The median time from informed consent to completed gene analysis was 11 days (range, 1–47 days). Rebiospsy for the specific purpose of gene expression analysis was required in 17% of patients. Of specimens used for protein analysis, 202 were histologic and 103 were cytologic, with no significant difference between procedures in successful vs unsuccessful initial protein analysis.
Reasons for False-negative Results
As noted, the investigators believe that the survival results, and perhaps the disease response results, are false-negative, as suggested by the significantly better progression-free survival observed in the control subgroup of low/low protein expression compared with the experimental group with low/low expression, both of which received gemcitabine/carboplatin. No differences in parameters known to affect survival were found between the two groups.
A number of factors may have resulted in inaccurate protein expression measurements and inaccurate assignment of patients to protein expression groups and thus contributed to generation of false-negative results. No significant correlations between best disease response and protein or mRNA ERCC1 or RRM1 levels were observed in patients receiving gemcitabine/carboplatin, as has been previously reported. This finding may be related to interinstitutional variations in specimen collection and processing observed in the current trial and in other studies.
There was also no correlation between ERCC1 protein and mRNA levels. This may be related to the fact that the reagent used for in situ measurement (monoclonal antibody 8F1) may detect other molecules of similar immunoreactivity and cellular localization as ERCC1. In contrast to earlier findings, data obtained from fresh-frozen tumor specimens showed no correlation of RRM1 protein and mRNA levels in the current trial.
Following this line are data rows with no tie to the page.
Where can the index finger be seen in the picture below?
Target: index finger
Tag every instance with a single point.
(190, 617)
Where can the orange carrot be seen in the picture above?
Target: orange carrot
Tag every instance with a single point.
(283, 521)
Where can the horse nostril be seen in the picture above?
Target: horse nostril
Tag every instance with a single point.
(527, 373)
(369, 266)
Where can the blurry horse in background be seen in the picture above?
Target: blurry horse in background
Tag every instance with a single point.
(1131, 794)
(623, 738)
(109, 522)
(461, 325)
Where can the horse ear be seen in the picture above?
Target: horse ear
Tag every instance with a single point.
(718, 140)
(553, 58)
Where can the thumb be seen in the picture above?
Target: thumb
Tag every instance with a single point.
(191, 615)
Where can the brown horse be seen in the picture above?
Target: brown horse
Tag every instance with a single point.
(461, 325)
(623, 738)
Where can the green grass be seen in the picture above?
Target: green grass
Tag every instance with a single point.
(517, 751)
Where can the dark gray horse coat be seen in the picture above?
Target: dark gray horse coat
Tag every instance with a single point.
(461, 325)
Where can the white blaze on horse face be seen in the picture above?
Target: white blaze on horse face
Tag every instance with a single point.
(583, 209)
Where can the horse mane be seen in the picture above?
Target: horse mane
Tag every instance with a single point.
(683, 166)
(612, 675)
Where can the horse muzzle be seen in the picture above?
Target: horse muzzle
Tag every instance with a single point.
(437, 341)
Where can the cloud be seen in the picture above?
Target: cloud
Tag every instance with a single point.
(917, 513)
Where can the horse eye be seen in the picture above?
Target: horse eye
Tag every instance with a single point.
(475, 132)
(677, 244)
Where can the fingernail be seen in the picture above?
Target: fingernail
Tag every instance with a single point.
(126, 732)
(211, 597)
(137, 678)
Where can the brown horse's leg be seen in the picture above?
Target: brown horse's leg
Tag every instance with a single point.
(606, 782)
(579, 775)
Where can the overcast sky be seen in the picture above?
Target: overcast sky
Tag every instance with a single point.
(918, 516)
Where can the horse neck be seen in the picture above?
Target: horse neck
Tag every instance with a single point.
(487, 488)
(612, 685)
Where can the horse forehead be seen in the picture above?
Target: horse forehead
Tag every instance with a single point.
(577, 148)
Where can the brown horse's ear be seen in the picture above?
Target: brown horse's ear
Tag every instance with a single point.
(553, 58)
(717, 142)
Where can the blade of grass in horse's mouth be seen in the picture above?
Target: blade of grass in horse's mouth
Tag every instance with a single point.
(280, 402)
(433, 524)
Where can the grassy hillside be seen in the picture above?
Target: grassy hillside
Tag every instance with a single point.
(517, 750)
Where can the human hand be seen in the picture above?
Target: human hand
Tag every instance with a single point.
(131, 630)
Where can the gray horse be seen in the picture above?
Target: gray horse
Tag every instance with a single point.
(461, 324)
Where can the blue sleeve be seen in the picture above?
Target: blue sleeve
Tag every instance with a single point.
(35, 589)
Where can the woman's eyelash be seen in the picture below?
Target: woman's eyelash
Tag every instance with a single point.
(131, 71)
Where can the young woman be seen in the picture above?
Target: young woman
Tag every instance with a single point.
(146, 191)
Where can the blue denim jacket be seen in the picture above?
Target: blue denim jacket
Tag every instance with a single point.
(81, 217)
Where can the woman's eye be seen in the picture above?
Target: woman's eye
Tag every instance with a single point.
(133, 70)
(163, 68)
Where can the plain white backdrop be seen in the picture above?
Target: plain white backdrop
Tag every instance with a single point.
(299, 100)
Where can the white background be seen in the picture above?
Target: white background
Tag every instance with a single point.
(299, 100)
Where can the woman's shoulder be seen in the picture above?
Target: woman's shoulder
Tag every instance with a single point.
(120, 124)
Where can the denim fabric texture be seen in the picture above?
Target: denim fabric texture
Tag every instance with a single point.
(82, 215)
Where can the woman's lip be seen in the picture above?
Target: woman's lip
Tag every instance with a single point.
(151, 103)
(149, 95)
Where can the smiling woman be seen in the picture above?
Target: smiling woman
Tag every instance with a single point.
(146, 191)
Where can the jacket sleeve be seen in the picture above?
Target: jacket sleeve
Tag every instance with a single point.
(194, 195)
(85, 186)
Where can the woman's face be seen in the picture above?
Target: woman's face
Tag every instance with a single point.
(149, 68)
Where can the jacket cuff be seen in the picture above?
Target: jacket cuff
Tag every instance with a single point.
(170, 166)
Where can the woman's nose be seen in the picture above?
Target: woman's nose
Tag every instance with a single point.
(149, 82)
The investigators commented, “[We]believe that the survival results and possibly the disease response results are false negative. However, the trial clearly demonstrates feasibility of treatment assignment for patients with advanced NSCLC across countries and academic, nonacademic, and private practice settings.”
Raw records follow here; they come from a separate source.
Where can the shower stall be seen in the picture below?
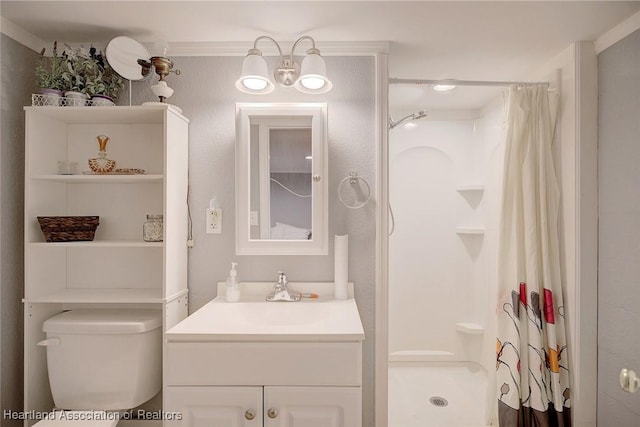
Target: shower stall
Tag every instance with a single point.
(445, 168)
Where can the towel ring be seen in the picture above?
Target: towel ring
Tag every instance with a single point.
(353, 179)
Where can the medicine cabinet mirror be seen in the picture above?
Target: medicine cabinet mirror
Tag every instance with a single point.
(281, 179)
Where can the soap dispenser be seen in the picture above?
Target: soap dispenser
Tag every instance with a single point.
(233, 286)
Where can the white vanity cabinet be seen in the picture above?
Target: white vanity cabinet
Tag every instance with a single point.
(118, 269)
(263, 406)
(212, 406)
(262, 364)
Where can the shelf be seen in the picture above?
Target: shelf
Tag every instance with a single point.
(105, 296)
(474, 231)
(140, 114)
(102, 244)
(101, 179)
(470, 188)
(470, 328)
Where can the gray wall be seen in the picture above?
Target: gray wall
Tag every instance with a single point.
(17, 85)
(206, 93)
(619, 229)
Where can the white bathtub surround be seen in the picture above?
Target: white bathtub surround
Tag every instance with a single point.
(437, 394)
(532, 370)
(341, 266)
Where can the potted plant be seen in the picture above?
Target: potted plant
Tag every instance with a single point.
(102, 83)
(49, 75)
(78, 65)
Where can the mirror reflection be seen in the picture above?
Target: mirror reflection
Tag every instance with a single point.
(281, 185)
(281, 190)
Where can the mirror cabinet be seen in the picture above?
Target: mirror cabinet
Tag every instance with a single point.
(281, 179)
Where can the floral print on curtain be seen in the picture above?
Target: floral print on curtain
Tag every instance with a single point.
(532, 359)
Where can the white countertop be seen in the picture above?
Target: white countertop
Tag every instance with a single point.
(254, 319)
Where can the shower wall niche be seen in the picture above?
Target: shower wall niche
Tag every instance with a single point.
(444, 194)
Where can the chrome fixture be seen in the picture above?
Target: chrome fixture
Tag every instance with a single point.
(310, 77)
(415, 116)
(280, 291)
(162, 66)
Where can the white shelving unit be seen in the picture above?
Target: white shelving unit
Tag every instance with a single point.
(118, 268)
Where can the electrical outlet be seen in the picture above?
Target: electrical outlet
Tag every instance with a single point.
(214, 221)
(253, 218)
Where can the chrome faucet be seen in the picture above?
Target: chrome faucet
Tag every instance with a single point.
(280, 291)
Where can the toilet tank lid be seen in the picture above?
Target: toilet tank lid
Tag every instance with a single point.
(104, 321)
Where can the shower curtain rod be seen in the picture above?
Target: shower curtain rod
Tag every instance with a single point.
(394, 80)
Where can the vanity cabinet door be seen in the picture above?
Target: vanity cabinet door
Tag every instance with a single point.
(312, 407)
(214, 406)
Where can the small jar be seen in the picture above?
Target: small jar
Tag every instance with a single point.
(152, 229)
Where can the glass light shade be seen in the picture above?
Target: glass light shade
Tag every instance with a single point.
(162, 90)
(254, 75)
(313, 75)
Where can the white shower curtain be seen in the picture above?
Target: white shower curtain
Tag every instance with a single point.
(532, 362)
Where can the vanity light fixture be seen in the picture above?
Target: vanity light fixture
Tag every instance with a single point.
(310, 77)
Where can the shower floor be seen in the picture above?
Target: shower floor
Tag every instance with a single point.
(462, 385)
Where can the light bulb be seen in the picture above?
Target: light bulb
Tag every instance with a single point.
(254, 83)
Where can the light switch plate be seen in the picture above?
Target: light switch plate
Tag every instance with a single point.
(214, 221)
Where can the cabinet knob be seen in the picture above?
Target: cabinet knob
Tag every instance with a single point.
(249, 414)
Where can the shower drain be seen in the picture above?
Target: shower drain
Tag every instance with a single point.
(438, 401)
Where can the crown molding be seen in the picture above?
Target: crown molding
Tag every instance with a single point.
(617, 33)
(216, 48)
(269, 49)
(21, 35)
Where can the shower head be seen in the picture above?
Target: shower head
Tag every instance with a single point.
(415, 116)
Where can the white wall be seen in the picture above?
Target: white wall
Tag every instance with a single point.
(17, 86)
(619, 229)
(573, 72)
(438, 278)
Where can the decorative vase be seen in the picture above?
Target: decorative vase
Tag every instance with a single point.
(76, 99)
(101, 164)
(51, 96)
(101, 101)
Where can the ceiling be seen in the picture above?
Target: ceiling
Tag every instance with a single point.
(474, 40)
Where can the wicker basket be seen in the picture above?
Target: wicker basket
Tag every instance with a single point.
(68, 228)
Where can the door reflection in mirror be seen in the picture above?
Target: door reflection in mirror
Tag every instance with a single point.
(281, 186)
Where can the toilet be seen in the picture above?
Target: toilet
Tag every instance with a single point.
(102, 360)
They continued, “We conclude that further assay development with special attention to reagent specificity, day-to-day assay conditions, and site-specific specimen processing is desirable before another trial is launched.” ■
Disclosure: For full disclosures of the study authors, visit jco.ascopubs.org.
1. Bepler G, Williams C, Schell MJ, et al: Randomized international phase III trial of ERCC1 and RRM1 expression-based chemotherapy versus gemcitabine/carboplatin in advanced non-small-cell lung cancer. J Clin Oncol. May 20, 2013 (early release online).